ATYP’s reviewing program was created to give young people a platform to voice their opinions and experiences while developing skills in critical reflection. The views expressed are those of the writer and do not reflect the views of ATYP or its staff.

Prickly Love, 2024. Photo by Dom Young & Tianna Blaiklock.


New South Wales University Theatre Society’s (NUTS) production of Gita Bezard’s play Prickly Love explores the feeling in its many different forms. From its meta opening, where the characters talk about setting the scene, to its delightfully joyous (and melancholic) characters, even to its tasteful depiction of a sensitive subject matter – this show is student theatre at its best.

The ten actors serenade the audience as they shuffle in, chatting amongst themselves as they sit down. As the show begins, they move around the space, accompanied by Charlie Campbell’s vibrant lighting and Sophia Tudman’s energetic sound design, until they end up in a staggered line facing the audience. This directorial choice by Emma Johns shows up throughout the play in moments where words aren’t enough for the characters to express their emotions to one another so they must manoeuvre around each other and deliver their thoughts to the audience. 

We then meet April (Ines Sicard) and Sam (Zoe Berg) as they break up leading to a tense exchange at the office between the two in front of Mads (Katherine Vu), April’s secret admirer, and Sylvia (Olivia Castree-Croad), April’s best friend. This heated exchange occurs right across from the budding romance between Aidan Hale’s Danny and Angus Crampton’s Harry whose storyline covers the excitement and nervousness of when a relationship enters the workplace. 

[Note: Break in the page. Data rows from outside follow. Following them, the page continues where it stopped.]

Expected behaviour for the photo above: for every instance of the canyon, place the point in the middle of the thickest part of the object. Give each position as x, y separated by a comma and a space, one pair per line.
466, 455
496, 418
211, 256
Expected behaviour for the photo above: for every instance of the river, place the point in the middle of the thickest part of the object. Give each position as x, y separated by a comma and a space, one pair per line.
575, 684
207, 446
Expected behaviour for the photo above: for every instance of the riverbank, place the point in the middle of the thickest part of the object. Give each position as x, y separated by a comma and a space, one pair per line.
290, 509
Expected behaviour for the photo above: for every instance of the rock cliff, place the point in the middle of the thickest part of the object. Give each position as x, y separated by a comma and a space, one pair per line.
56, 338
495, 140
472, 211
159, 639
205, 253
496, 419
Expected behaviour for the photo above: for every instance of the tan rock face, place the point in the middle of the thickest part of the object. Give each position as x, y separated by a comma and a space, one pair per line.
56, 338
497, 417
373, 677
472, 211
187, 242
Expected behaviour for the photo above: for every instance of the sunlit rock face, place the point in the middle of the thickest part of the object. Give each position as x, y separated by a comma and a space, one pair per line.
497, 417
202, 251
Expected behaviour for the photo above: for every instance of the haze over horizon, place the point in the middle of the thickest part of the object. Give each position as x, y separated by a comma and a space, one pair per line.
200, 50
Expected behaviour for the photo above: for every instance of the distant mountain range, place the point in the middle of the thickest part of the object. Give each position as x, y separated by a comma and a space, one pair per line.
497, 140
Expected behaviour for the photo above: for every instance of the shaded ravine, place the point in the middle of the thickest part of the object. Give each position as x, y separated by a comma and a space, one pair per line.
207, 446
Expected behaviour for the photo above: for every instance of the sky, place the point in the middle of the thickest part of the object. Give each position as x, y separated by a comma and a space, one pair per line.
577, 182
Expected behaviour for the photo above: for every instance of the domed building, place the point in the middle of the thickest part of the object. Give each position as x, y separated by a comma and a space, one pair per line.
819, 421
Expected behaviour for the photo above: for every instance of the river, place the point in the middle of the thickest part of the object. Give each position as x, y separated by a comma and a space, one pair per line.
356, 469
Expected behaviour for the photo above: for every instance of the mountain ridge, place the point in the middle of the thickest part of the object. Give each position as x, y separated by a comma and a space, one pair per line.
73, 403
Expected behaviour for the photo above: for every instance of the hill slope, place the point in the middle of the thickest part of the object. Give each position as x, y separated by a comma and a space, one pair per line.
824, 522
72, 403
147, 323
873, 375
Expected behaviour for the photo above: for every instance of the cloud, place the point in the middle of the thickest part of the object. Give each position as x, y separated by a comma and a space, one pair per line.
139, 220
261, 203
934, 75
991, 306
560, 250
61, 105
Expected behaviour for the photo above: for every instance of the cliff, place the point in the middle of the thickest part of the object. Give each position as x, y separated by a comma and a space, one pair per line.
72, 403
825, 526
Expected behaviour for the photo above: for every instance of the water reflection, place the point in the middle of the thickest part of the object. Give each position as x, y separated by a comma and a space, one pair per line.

The final piece of the plot between Sam’s lesbian flatmates Gabbie (Isabella Mitchell) and Lila (Charlie Thomson) gets some of the biggest laughs in the play regarding a certain plant that brings out the most ridiculous aspects of both of them. Throughout the play, Jasmine Jenkins’ Jaxon and Isla Hook’s Molly play supporting characters as part of the ensemble, but both get their moment to shine.

The modern chic costumes and mundane office set by Corah Fortune complement each other well, with April’s ‘Safety Pin Suit’ being the standout statement piece. Emma Johns’ direction brilliantly balances the ridiculous with the sincere. She achieves her goal of reminding the audience of people that we have, do and could love. We view the play through her eyes and see that happiness doesn’t have to appear in huge and expansive ways, because it can seep in and quietly illuminate you. 

This idea could not be more apparent than in the character of Holly who holds a lamp and speaks directly to the audience. Her three extended monologues (which are really two characters talking to one another) are all masterfully portrayed by Isla Hook. Working with only herself, her slight body movements and voice intonations make her two characters distinct when they talk to one another, allowing Gita Bezard’s words to work their magic on the audience. Hook’s heartfelt delivery, pacing, and voice work made each of her monologues heartwarming and even managed to steal a tear from my eye. The other standout performance has to go to Katherine Vu as Mads. Despite barely speaking in the play, as the ensemble says her internal monologue, her emotive eyes speak volumes without her saying a word.


Prickly Love played at Studio One Esme Timbery Creative Practice Lab from the 9th to the 28th of April.